- Born: 1993 (age 32–33) Budapest, Hungary.
- Known for: Photographic self-portraits

= Flóra Borsi =

Hungarian photographer (born 1993)

Flóra Borsi (born 1993, Budapest, Hungary) is a Hungarian fine art photographer known for her surreal self-portraits and innovative photo manipulation techniques. Her work on involves themes of identity, emotions, and the human psyche, often featuring the female form and interplay between concealment and revelation.

== Early life and education ==
Flóra Borsi developed an interest in photography at age 11, teaching herself photo editing with Photoshop. She later pursued formal education in photography at the Moholy-Nagy University of Art and Design in Budapest.

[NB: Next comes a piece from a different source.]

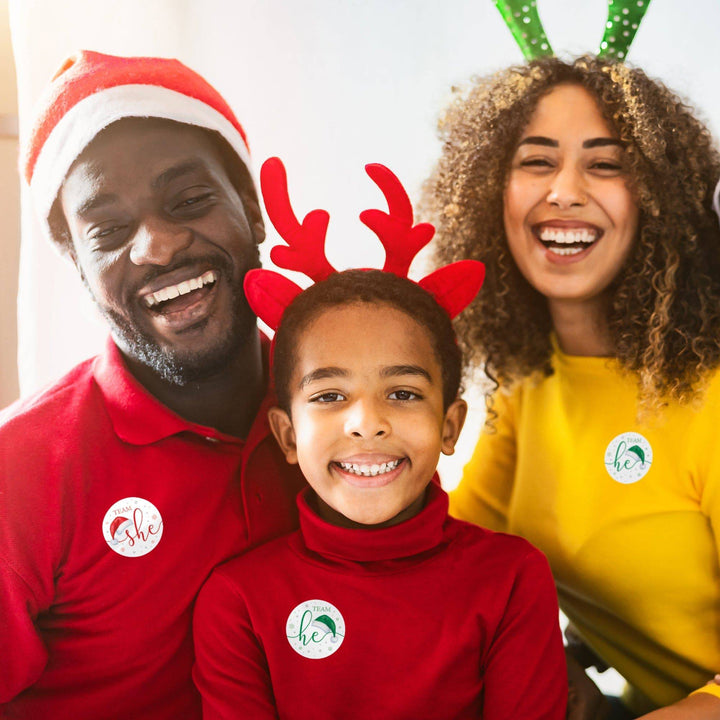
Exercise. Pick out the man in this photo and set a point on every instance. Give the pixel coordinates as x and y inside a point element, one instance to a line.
<point>123,485</point>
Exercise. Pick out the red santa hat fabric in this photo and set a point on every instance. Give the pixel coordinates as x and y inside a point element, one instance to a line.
<point>92,90</point>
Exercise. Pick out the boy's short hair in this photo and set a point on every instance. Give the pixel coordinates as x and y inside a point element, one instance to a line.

== Artistic style and themes ==
Borsi's work is characterized by photo manipulation, creating surreal images that evoke emotions such as desire, despair, and loss. She uses her own body as the subject, exploring identity and the complexities of the human experience. Her art combines elements of fantasy and reality, utilizing visual storytelling to convey metaphors.

== Exhibitions and recognition ==
Borsi has exhibited her work internationally, including solo exhibitions at the Museum of New Art (MONA) in Detroit, the National Museum of Hungary in Budapest. Her "Time Travel" series garnered attention, where she inserts herself into a series of iconic black-and-white photographs from past eras photographing the subjects with a mobile phone. She has also participated in group exhibitions at the Saatchi Gallery in London and the Louvre. In 2021, Borsi was named amongst the first Hasselblad Heroines of the Year, recognizing her contributions to the field of photography.

She has been featured on BBC Culture and in The Guardian.